忘却の闇 |
また一つ断末魔が上が広がりそして消えてゆく。
これは罪が奏でる地獄の音色…それは者の罪だけ奏でられる。
そう、ここは地獄と呼ばれる罪と罰と悪と魔に満ちた世界…
「救いは償う事」
「救世は死」
「成仏(あがり)たければ贖いたまえ」
「ここで死にし時一つの罪が贖える」
これが我々獄人がここについたとき言われる言葉である。
雪峰は目の前の『闇』を前にして考えていた…。
ここは死後の世界。この地獄を越えなければ肉体は死んでも魂までは死ねない。
それが人が知恵を手に入れた代償だ…そうだ。全ての人はまずここに来る
「ここで死にし時一つの罪が贖える」
それは5つの罪がある人間は5回の処罰を受けて5回死ぬ必要があるという事である。
さらにその一つの罪が重ければ重いほど苦痛の時間は長くなる。
ここ(地獄)では死ぬのは容易くない。罪が贖えし時にしか死ぬ事はできない。
「ならば何もしなければいい」
この考えは通じない。ここでは徐々に光が失われるそして次に『立っている』感覚が無くなる。
そしていつの間にか罪の中に放り出される。それは耐え難い恐怖だ。
だからこそ雪峰は立ちずさんでいた…目の前の『闇』を前に…
ここにはいろいろな恐怖があふれる。
『死の恐怖』
『罪に身を投じる恐怖』
『終わりの見えない恐怖』
・
・
・
しかし、その恐怖の中に足を踏み入れなければ地獄(ここ)は本当の地獄と化す。
罪を犯していなければ何事も無く通れるはずだ…
雪峰は踏み出す。己が罪を犯していないわけが無いのを承知で…
黒いような紫にも似た空間が揺らめき果てなく広がるそれに向かって…
一歩また一歩と近づく…それにつれてものすごい熱気が肌を襲う
それはまるで砂漠の真ん中でその砂に埋まっているかのような感じだ・・・
『罪』の中に入る前に雪峰の意識は飛びそうになる。
己の犯した大きな大きな『罪』の中へと…
罪は小さいものから襲い掛かってくる…それを自らが自覚し真に反省すればよい。
反省すれば『罪』の先に出口(死)が見える。
雪峰の犯した最大の罪…それは忘却である。
雪峰がまだ小学生のころである。一人の少年が行方不明になり帰って来なくなる事件があった。

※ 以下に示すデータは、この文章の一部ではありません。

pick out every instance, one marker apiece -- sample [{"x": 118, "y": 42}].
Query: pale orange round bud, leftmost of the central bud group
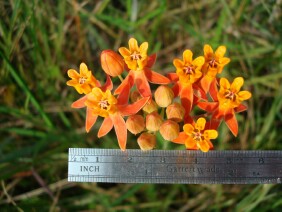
[{"x": 135, "y": 124}]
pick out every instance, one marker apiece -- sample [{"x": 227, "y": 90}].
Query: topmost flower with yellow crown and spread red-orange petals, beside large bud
[{"x": 139, "y": 65}]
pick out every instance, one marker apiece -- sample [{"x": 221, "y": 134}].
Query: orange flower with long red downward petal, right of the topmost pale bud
[{"x": 188, "y": 72}]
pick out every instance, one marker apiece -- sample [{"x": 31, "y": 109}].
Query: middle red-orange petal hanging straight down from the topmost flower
[{"x": 142, "y": 84}]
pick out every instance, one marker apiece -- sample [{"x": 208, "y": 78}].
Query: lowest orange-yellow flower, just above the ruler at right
[{"x": 196, "y": 137}]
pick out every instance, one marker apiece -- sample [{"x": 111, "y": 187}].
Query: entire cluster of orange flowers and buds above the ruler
[{"x": 133, "y": 107}]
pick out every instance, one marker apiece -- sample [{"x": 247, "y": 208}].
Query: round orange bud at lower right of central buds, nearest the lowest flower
[{"x": 169, "y": 130}]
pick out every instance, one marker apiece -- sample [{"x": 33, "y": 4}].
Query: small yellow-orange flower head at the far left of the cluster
[{"x": 83, "y": 81}]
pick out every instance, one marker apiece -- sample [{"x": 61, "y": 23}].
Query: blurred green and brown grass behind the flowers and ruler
[{"x": 41, "y": 40}]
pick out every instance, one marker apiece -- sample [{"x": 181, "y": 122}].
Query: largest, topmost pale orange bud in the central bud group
[{"x": 164, "y": 96}]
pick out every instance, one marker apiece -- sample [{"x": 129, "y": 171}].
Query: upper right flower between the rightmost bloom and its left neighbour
[{"x": 214, "y": 63}]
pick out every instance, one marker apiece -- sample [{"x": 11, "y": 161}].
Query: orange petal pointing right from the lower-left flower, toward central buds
[{"x": 127, "y": 110}]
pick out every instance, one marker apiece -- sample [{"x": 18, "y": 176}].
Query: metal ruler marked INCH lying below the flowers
[{"x": 174, "y": 166}]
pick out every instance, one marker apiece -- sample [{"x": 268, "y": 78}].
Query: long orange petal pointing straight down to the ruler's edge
[{"x": 120, "y": 129}]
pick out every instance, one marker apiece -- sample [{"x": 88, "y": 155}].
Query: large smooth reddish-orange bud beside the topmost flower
[{"x": 112, "y": 63}]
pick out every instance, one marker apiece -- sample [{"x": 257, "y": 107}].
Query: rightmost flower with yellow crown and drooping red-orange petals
[{"x": 228, "y": 102}]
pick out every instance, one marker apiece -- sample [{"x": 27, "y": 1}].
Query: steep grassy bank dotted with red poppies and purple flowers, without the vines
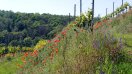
[{"x": 75, "y": 51}]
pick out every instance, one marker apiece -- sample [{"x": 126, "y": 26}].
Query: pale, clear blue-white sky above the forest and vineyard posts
[{"x": 59, "y": 7}]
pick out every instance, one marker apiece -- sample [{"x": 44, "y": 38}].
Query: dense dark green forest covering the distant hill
[{"x": 26, "y": 29}]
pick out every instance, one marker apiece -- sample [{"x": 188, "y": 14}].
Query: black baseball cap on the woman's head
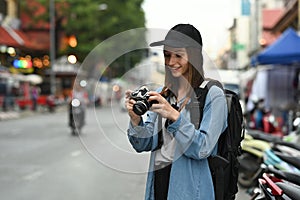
[{"x": 181, "y": 36}]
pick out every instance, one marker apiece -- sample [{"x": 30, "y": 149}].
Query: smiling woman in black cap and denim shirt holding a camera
[{"x": 179, "y": 167}]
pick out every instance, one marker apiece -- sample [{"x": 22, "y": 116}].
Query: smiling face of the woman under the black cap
[{"x": 176, "y": 59}]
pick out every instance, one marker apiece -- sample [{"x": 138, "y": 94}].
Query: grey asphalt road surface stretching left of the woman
[{"x": 39, "y": 159}]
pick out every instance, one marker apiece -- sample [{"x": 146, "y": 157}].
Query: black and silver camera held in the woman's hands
[{"x": 141, "y": 97}]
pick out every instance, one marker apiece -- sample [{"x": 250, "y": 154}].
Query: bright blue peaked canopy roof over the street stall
[{"x": 284, "y": 51}]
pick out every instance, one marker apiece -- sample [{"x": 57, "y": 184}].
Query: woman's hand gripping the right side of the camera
[{"x": 163, "y": 107}]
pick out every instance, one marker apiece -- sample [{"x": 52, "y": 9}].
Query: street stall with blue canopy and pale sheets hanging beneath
[{"x": 277, "y": 81}]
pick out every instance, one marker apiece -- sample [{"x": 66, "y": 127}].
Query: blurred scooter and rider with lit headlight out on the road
[{"x": 76, "y": 116}]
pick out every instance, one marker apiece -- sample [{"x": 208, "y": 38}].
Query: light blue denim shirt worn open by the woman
[{"x": 190, "y": 177}]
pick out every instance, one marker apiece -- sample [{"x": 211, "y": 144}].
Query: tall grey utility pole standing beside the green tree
[{"x": 52, "y": 46}]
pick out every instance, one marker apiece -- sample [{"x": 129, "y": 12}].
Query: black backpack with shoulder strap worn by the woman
[{"x": 223, "y": 166}]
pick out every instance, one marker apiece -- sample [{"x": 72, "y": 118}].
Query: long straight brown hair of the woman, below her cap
[{"x": 195, "y": 71}]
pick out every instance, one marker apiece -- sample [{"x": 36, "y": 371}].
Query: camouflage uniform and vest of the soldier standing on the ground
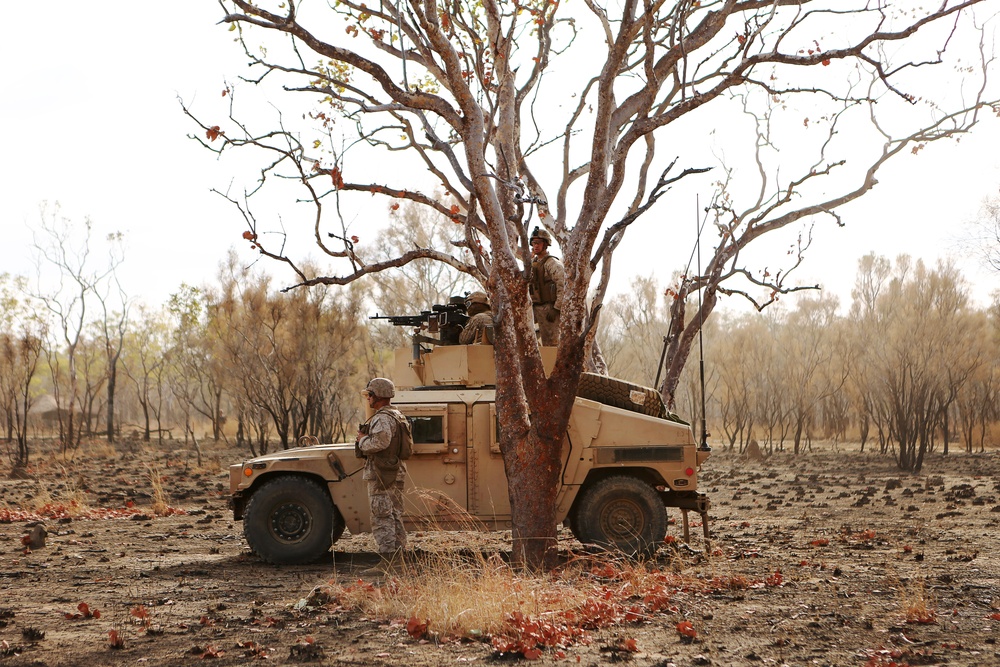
[{"x": 385, "y": 474}]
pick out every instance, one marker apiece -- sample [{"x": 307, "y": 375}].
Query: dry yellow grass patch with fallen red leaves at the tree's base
[{"x": 468, "y": 593}]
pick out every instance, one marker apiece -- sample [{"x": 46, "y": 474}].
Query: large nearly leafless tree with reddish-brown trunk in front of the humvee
[{"x": 459, "y": 89}]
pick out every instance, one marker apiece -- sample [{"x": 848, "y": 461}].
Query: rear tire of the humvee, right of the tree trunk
[{"x": 622, "y": 513}]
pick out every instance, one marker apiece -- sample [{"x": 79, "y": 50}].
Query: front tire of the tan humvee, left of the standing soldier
[{"x": 290, "y": 521}]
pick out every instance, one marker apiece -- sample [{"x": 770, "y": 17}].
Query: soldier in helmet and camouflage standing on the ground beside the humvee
[{"x": 380, "y": 442}]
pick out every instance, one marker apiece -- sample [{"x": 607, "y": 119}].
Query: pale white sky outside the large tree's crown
[{"x": 88, "y": 105}]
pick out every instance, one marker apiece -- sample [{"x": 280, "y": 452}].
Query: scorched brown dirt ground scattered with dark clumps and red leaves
[{"x": 845, "y": 561}]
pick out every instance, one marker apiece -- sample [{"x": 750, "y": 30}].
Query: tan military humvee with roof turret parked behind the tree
[{"x": 625, "y": 460}]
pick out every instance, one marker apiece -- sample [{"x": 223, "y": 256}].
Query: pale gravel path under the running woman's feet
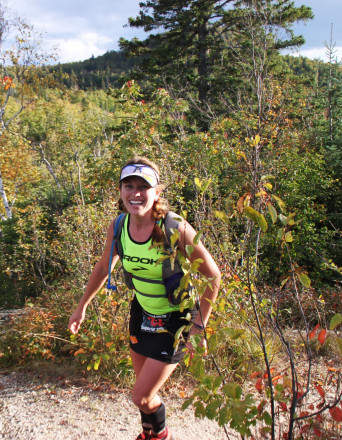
[{"x": 33, "y": 408}]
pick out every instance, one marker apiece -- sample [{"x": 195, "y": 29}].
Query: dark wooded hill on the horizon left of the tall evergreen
[{"x": 102, "y": 72}]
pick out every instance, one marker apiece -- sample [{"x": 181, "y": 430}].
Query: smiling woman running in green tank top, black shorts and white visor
[{"x": 154, "y": 320}]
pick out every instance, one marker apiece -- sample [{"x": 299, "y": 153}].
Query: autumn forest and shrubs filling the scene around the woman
[{"x": 248, "y": 141}]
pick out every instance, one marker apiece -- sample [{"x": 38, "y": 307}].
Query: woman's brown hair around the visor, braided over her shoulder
[{"x": 160, "y": 206}]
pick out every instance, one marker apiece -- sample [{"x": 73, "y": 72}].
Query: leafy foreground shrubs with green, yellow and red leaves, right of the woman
[{"x": 286, "y": 395}]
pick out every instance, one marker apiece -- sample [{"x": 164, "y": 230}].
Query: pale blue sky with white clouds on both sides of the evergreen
[{"x": 81, "y": 29}]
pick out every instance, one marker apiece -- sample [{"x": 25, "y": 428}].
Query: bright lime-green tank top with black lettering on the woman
[{"x": 139, "y": 260}]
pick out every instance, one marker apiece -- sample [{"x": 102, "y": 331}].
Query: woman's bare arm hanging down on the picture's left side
[{"x": 96, "y": 281}]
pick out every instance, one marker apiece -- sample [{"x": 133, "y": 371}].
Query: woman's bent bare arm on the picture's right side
[{"x": 208, "y": 268}]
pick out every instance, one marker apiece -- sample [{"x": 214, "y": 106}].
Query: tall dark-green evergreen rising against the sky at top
[{"x": 204, "y": 46}]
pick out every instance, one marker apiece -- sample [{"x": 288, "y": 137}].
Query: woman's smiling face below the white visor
[{"x": 138, "y": 196}]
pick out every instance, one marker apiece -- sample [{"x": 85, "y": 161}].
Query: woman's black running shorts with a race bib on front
[{"x": 153, "y": 336}]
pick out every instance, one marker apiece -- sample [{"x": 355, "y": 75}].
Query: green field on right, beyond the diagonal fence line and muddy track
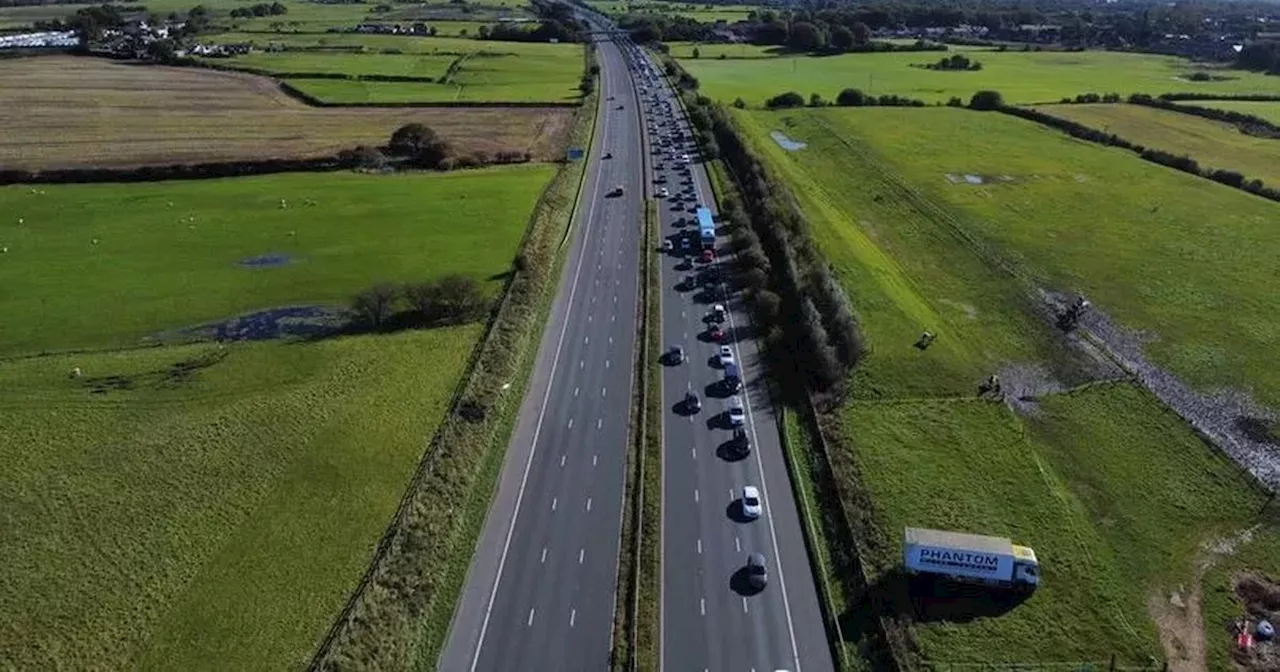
[{"x": 1162, "y": 252}]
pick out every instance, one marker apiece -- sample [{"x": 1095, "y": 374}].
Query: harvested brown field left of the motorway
[{"x": 67, "y": 112}]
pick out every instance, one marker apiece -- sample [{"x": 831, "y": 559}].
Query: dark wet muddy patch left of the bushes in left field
[{"x": 286, "y": 322}]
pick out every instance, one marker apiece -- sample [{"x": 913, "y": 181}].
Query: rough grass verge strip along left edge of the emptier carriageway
[{"x": 400, "y": 616}]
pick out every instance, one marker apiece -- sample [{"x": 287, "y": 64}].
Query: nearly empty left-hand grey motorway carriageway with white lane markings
[{"x": 541, "y": 589}]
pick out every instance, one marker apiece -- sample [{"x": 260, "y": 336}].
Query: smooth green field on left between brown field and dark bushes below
[{"x": 175, "y": 267}]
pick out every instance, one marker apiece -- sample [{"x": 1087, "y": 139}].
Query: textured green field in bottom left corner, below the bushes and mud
[{"x": 217, "y": 520}]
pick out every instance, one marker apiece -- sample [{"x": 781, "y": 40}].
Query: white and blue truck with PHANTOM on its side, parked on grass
[{"x": 971, "y": 557}]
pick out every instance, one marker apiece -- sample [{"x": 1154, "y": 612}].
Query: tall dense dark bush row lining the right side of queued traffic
[{"x": 813, "y": 337}]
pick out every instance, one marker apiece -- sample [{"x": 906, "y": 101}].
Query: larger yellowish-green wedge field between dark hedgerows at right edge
[{"x": 1213, "y": 144}]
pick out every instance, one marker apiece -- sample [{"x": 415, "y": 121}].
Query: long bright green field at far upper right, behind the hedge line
[{"x": 1022, "y": 77}]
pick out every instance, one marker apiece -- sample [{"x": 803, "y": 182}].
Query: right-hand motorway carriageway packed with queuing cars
[{"x": 711, "y": 620}]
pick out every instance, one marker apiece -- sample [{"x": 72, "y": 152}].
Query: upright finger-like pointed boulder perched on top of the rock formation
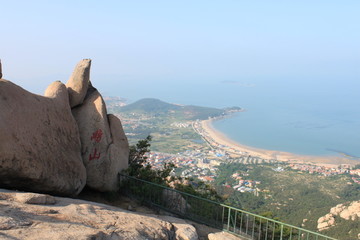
[{"x": 78, "y": 82}]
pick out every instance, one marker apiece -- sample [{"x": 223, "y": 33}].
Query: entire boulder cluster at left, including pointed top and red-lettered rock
[{"x": 47, "y": 146}]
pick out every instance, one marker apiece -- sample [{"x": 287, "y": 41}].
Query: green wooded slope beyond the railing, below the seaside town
[{"x": 293, "y": 197}]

それは単なる行方不明ではなく誘拐事件であった。雪峰はその現場に偶然居合わせた。
しかし、そのときは大して気にも留めなかった。ただ、あいつが大人の人ともめている。
その程度である。その少年が大人ともめるのは珍しい事でもなかったからである。
少年は万引きの常習犯だった。他にもいろいろと不祥事を起こしていたみたいである。
そして、次の日になって事件を知った。昨日見たのが誘拐の現場だった事を雪峰は知ったのだ。
雪峰は全てを知っていた。
どこでその少年が連れ去られたか。
犯人の人数は何人か。
犯人の顔から大体の年齢。
そして、犯行に使った車。
全てを雪峰は見ていた。…しかしそれを誰かに言う事はなかった。
そのころ雪峰は軽いいじめにあっていた。何をしたわけでもない。
悪い事をする連中から距離を置いていたらその対象になってしまったのだ。
連れ去られた少年はその中のリーダー格の一人だった。
そのため雪峰はこう思った
「僕にいじめをしてくるやつが減る。周りのやつらもこれをきっかけに止めるかもしれない。」
と。思った事はその通りになった。周りの連中は雪峰をいじめるのを止めた。
事件は、犯人は多額の身代金を持って逃走。少年は死体となって発見された。
犯人が捕まったという話は聞かなかった。何一つ情報がない状態で逃げられ見つかるわけがなかった。
そう、これが雪峰が犯した罪。それは『見殺し』である。
もしもあの時情報を提供していれば少年は助かったのかもしれない。
しかし、雪峰が犯した最大の罪は違う。それはこの事を完全に記憶から消し去り
苦悩することなく、反省することなく過ごして来た事にある。
『闇』(『罪』)は己の罪をおぼろげに映し出す。
そう…おぼろげに。闇のかかったもっとも深い罪にきずかなければ
永久の『闇』(『罪』)に苦しみ続けるだけとなる。